Gupta became known as the ‘saviour of UK steel’ after a spending spree that saw him buy up plants including in Rotherham, Stocksbridge, Newport, Motherwell and Hartlepool.
But the Indian-born British tycoon also went on a global acquisition binge, buying steel and aluminium factories in Australia and the US. The GFG Alliance has racked up an estimated £4 billion of debt to lenders, including £3 billion to Greensill alone.
Unions are said to be desperate to find out how the collapse of Greensill will hit Liberty Steel’s UK operations, and have been frustrated by the lack of transparency.
A spokesperson for accountants Grant Thornton said its insolvency practitioners Chris Laverty, Trevor O’Sullivan and Will Stagg had already been appointed as joint administrators of Greensill Capital and Greensill Capital Management Company.
‘The joint administrators are in continued discussion with an interested party in relation to the purchase of certain Greensill Capital assets.’
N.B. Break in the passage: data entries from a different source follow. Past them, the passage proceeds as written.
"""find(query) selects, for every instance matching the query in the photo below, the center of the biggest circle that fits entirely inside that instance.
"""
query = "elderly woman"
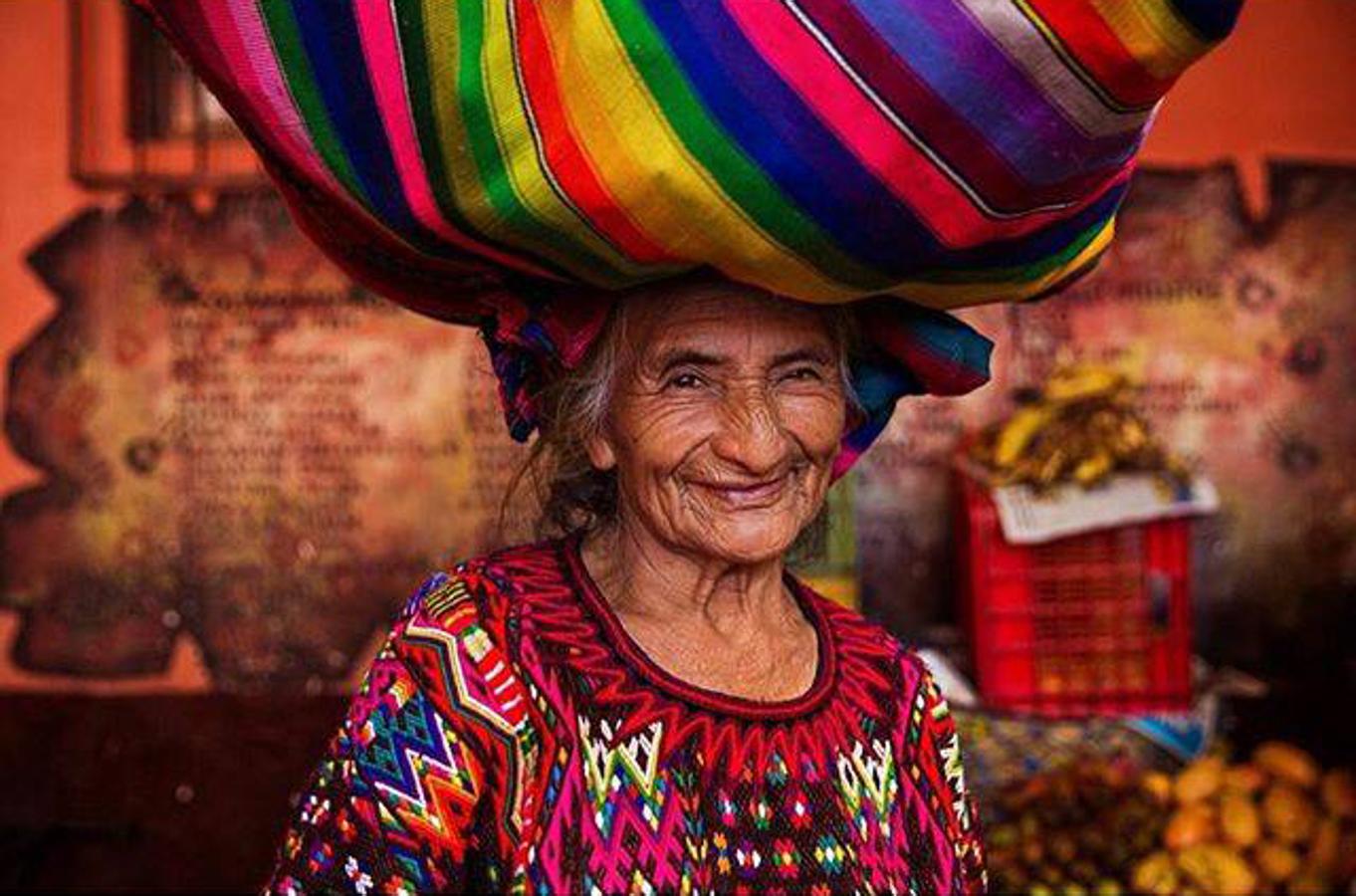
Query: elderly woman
(651, 701)
(654, 702)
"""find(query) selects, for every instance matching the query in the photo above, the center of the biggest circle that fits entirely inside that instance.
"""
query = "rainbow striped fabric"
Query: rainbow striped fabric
(497, 161)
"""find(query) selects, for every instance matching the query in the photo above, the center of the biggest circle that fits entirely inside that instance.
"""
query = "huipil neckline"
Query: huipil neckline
(635, 656)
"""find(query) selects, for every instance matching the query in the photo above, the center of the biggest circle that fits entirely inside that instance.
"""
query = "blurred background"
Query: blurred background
(224, 467)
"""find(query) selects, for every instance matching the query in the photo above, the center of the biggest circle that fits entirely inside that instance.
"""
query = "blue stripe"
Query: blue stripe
(1210, 19)
(787, 141)
(774, 126)
(960, 63)
(330, 34)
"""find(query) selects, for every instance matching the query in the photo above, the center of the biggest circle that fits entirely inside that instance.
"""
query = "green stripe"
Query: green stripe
(296, 68)
(415, 55)
(494, 173)
(738, 176)
(1012, 276)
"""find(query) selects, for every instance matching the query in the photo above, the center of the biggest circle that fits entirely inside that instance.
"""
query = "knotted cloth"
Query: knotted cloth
(520, 164)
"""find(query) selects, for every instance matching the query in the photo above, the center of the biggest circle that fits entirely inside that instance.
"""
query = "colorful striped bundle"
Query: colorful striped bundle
(497, 161)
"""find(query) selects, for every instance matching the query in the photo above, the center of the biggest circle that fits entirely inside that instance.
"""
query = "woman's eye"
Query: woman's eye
(684, 381)
(804, 374)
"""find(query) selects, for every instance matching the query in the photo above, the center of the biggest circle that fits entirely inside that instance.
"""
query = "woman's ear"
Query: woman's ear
(599, 452)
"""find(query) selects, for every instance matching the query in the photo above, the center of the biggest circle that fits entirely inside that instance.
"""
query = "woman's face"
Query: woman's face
(724, 422)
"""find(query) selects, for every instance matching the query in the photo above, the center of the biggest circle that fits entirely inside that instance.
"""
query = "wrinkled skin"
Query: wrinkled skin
(723, 428)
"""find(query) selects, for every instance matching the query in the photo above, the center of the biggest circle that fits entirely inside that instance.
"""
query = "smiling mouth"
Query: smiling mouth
(749, 497)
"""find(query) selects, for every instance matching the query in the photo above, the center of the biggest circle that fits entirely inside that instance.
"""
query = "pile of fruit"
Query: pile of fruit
(1079, 427)
(1274, 824)
(1077, 829)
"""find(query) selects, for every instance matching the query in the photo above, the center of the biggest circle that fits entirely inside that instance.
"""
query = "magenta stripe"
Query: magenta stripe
(951, 210)
(385, 71)
(244, 42)
(935, 119)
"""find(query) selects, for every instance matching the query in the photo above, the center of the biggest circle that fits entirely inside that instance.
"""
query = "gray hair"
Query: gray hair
(572, 408)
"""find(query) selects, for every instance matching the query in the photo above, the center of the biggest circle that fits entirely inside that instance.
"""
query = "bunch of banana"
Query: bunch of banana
(1273, 824)
(1081, 427)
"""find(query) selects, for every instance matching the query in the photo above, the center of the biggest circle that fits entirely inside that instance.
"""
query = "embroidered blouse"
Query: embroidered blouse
(512, 737)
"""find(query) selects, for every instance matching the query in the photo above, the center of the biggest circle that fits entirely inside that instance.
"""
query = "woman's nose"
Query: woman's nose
(750, 433)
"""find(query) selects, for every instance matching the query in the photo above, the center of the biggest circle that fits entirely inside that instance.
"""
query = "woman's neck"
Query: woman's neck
(640, 574)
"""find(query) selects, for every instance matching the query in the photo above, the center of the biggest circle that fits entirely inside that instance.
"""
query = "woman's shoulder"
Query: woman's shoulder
(479, 591)
(453, 641)
(868, 640)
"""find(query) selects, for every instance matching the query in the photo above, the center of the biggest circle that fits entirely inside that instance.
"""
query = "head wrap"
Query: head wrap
(516, 164)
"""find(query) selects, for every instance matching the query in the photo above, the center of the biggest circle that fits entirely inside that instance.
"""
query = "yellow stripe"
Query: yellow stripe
(444, 52)
(648, 169)
(520, 153)
(1153, 34)
(950, 296)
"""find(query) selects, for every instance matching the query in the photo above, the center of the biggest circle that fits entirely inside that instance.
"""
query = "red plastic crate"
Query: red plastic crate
(1089, 625)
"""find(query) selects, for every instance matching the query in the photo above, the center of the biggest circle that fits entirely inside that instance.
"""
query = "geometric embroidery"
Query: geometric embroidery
(869, 776)
(628, 771)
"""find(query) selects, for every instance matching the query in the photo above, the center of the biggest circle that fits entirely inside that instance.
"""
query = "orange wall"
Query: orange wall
(1284, 85)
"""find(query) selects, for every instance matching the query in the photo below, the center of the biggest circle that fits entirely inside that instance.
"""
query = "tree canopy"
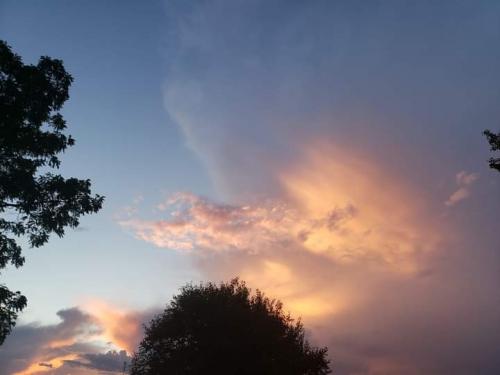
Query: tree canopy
(34, 202)
(226, 329)
(494, 141)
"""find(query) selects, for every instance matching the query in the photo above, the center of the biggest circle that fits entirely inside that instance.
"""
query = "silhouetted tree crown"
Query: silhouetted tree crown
(494, 141)
(33, 204)
(226, 330)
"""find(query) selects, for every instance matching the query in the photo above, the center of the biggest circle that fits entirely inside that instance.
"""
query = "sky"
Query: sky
(329, 153)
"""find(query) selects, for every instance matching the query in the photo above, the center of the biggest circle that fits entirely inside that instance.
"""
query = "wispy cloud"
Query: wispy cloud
(83, 343)
(464, 182)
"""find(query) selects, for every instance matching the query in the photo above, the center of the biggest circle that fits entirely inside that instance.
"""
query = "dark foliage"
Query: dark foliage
(494, 141)
(225, 329)
(33, 204)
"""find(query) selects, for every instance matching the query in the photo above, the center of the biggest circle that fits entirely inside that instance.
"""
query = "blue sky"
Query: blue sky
(126, 144)
(330, 153)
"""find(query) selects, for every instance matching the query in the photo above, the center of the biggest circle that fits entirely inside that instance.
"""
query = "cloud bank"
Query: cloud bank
(328, 129)
(82, 343)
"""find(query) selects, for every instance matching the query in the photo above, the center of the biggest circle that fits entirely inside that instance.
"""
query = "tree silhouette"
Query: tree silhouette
(494, 141)
(33, 204)
(225, 329)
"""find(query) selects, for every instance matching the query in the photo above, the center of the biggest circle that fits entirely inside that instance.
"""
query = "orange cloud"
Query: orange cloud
(334, 204)
(120, 327)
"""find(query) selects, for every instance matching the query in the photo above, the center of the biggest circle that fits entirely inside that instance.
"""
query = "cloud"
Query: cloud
(464, 181)
(111, 361)
(339, 220)
(81, 343)
(320, 125)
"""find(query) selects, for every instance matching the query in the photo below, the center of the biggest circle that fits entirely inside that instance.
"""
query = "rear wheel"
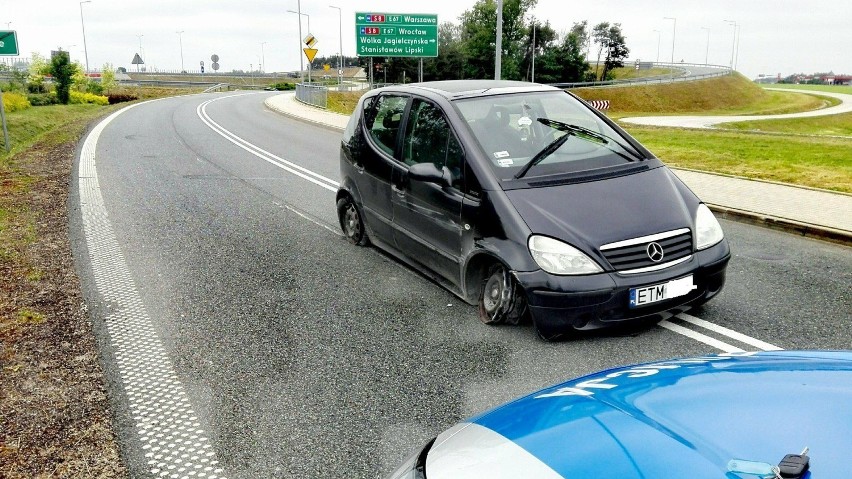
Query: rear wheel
(501, 300)
(351, 222)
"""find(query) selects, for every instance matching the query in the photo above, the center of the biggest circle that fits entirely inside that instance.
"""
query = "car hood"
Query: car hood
(677, 418)
(593, 213)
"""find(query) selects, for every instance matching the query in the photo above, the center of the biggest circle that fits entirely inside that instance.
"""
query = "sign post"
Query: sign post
(396, 35)
(8, 47)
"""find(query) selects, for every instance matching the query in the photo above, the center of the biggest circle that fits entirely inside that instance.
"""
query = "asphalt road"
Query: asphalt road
(301, 355)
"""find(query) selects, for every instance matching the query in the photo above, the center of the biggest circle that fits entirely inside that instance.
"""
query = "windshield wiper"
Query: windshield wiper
(579, 132)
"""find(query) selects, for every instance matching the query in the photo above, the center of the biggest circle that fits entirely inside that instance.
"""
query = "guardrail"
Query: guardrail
(314, 95)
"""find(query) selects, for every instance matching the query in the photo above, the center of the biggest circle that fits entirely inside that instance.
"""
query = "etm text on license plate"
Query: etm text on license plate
(661, 292)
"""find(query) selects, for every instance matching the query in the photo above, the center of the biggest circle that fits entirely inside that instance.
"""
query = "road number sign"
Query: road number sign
(9, 43)
(396, 35)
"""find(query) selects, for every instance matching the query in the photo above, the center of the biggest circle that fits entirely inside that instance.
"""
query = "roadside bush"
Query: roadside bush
(42, 99)
(283, 86)
(121, 97)
(78, 97)
(15, 102)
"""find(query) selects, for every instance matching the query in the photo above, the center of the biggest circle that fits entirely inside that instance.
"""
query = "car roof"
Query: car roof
(456, 89)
Tory Business Secretary Kwasi Kwarteng held an emergency meeting on Sunday with the chief executive of Liberty Steel UK, John Ferriman. They discussed contingency plans in the event that Greensill went bust. The options did not include nationalisation. Kwarteng also chaired a meeting of UK steel executives on Friday at which the future of Liberty was brought up,
Liberty Steel is the UK’s third-largest steelmaker, employing 3,000 people at 12 sites. Another 2,000 people in engineering businesses within the group are also involved. Many of Liberty Steel’s assets were part of Tata Steel’s UK business until they changed hands for £100m in 2017.
Greensill Capital, run by former investment banker Lex Greensill, counts former Prime Minister David Cameron among its paid advisers.
The trade union leaders must be forced off their knees to defend the thousands of steel jobs that are under threat. The factories must be occupied and the TUC must be made to call a general strike to nationalise the steel industry and put it under workers’ management.
This will mean bringing down the Tories and bringing in a workers’ government and socialism.